Can We Construct a Language without Metaphors?
DOI:
https://doi.org/10.13135/2384-8987/7097Parole chiave:
Metaphor, Simile, Science Fiction, David Brin, The Uplift War, China Miéville, EmbassytownAbstract
Metaphors are ubiquitous in natural language; in fact, no language without metaphors is known. But can we construct a language without metaphors? An issue that is particularly relevant to this question is the relation between metaphor and simile. Some argue that metaphors are a type of (elided) simile, whereas others claim that the two phenomena differ in kind. Ideally, a way to settle the dispute would be to find a language that contains similes but not metaphors.

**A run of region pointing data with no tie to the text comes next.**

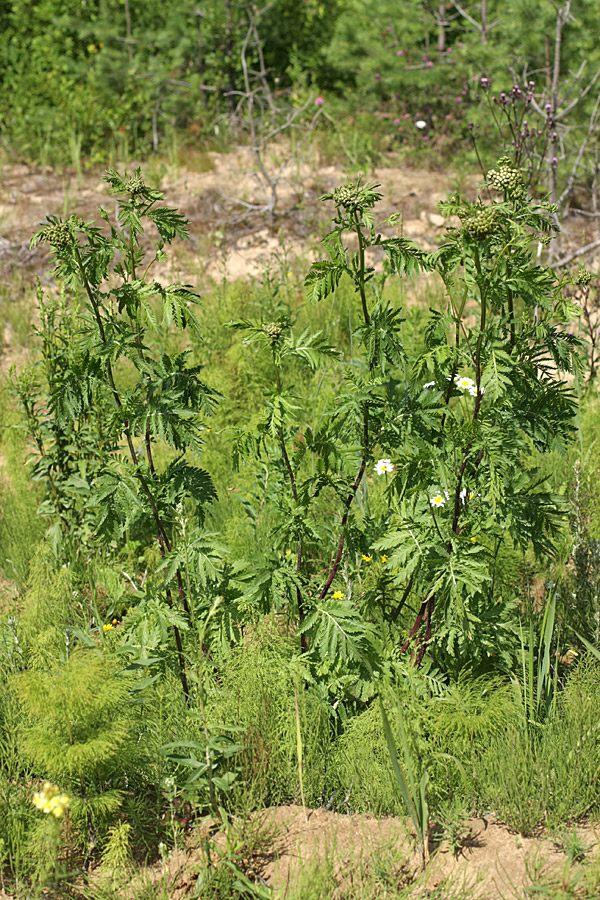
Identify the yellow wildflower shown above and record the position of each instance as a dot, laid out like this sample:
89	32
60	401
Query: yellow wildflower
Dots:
48	800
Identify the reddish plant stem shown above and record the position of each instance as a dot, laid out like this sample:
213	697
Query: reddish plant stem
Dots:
348	504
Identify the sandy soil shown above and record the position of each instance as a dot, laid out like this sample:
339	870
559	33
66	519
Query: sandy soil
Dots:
228	239
491	861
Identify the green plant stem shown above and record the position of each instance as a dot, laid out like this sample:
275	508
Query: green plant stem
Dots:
294	489
361	272
163	540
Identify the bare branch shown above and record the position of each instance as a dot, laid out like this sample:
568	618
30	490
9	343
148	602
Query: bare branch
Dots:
582	251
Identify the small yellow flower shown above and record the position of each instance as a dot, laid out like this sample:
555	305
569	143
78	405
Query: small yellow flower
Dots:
48	800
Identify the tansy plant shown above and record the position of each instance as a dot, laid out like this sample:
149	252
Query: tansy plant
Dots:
100	401
428	459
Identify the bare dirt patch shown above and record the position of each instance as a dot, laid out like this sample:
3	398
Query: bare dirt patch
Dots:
491	862
217	203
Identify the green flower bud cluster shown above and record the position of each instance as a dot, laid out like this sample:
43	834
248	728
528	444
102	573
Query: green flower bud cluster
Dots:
349	197
483	223
508	179
274	330
58	235
135	184
583	277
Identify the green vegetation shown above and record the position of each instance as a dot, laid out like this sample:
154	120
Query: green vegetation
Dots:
354	623
330	537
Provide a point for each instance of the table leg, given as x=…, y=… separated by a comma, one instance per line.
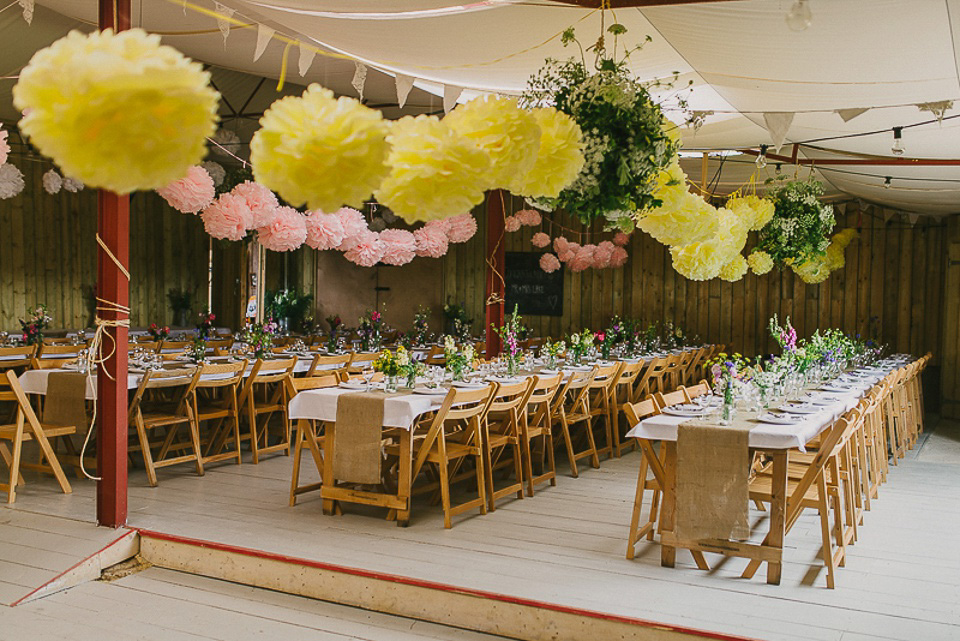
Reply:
x=404, y=480
x=668, y=513
x=778, y=509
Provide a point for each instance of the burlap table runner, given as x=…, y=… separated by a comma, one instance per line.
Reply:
x=66, y=401
x=713, y=466
x=356, y=440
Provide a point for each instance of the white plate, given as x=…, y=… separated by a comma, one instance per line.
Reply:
x=438, y=391
x=780, y=419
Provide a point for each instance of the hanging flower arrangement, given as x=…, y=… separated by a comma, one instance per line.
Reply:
x=624, y=143
x=800, y=224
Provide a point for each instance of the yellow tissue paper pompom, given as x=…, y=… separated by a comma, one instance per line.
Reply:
x=734, y=270
x=760, y=262
x=756, y=212
x=509, y=134
x=434, y=171
x=559, y=160
x=320, y=150
x=117, y=111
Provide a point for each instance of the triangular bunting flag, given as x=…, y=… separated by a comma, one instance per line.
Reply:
x=264, y=36
x=778, y=123
x=450, y=96
x=307, y=54
x=27, y=10
x=359, y=78
x=404, y=85
x=223, y=20
x=849, y=114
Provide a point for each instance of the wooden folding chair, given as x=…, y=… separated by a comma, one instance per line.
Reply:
x=454, y=436
x=214, y=401
x=326, y=364
x=152, y=409
x=571, y=407
x=27, y=427
x=266, y=380
x=503, y=430
x=539, y=405
x=308, y=431
x=603, y=405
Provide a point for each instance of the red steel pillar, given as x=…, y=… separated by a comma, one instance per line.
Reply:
x=113, y=226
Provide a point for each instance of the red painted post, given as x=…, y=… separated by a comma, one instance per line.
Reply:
x=113, y=225
x=495, y=269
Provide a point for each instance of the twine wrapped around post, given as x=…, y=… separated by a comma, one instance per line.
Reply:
x=95, y=355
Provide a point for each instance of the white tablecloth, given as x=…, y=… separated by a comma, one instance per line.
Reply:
x=398, y=411
x=663, y=427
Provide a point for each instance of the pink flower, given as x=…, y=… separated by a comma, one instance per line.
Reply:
x=191, y=193
x=367, y=250
x=324, y=231
x=540, y=240
x=431, y=242
x=603, y=254
x=399, y=246
x=287, y=232
x=353, y=223
x=461, y=228
x=583, y=258
x=262, y=202
x=549, y=263
x=568, y=252
x=529, y=217
x=228, y=217
x=619, y=258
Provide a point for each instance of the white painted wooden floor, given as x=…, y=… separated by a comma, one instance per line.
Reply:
x=566, y=545
x=161, y=605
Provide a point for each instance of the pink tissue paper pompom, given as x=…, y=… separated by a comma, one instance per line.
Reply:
x=529, y=217
x=4, y=146
x=228, y=217
x=353, y=223
x=263, y=203
x=287, y=232
x=191, y=193
x=324, y=231
x=431, y=242
x=367, y=250
x=549, y=263
x=461, y=228
x=583, y=258
x=568, y=252
x=603, y=254
x=619, y=258
x=540, y=240
x=399, y=246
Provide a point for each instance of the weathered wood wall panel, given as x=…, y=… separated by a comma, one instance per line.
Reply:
x=48, y=254
x=893, y=275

There is no such actual language. But two science fiction authors have attempted to conceive of and describe just such a language. David Brin, in The Uplift War, creates birdlike aliens, whose language is claimed to have similes but not metaphors. However, Brin reproduces utterances of these aliens, in which he reflects their avian nature; and he often does so by metaphor. China Miéville, in Embassytown, also creates aliens whose language is claimed to have similes but not metaphors. However, these similes are frozen, and are actually idioms: they have a fixed, conventional meaning. Later on, the aliens acquire metaphors, and only then do they begin to have, in addition, novel similes. Hence, both Brin and Miéville fail: the former constructs a language that has both similes and metaphors, whereas the other constructs a language that initially has neither, and later acquires both simultaneously. Science fiction authors are, after all, humans, and are bound by the constraints of human languages. Hence, their failure to construct a language that contains similes but not metaphors tells us that the two phenomena are fundamentally very close. To the extent that it is possible to construct a language without metaphors, it appears that it would have to do without similes too.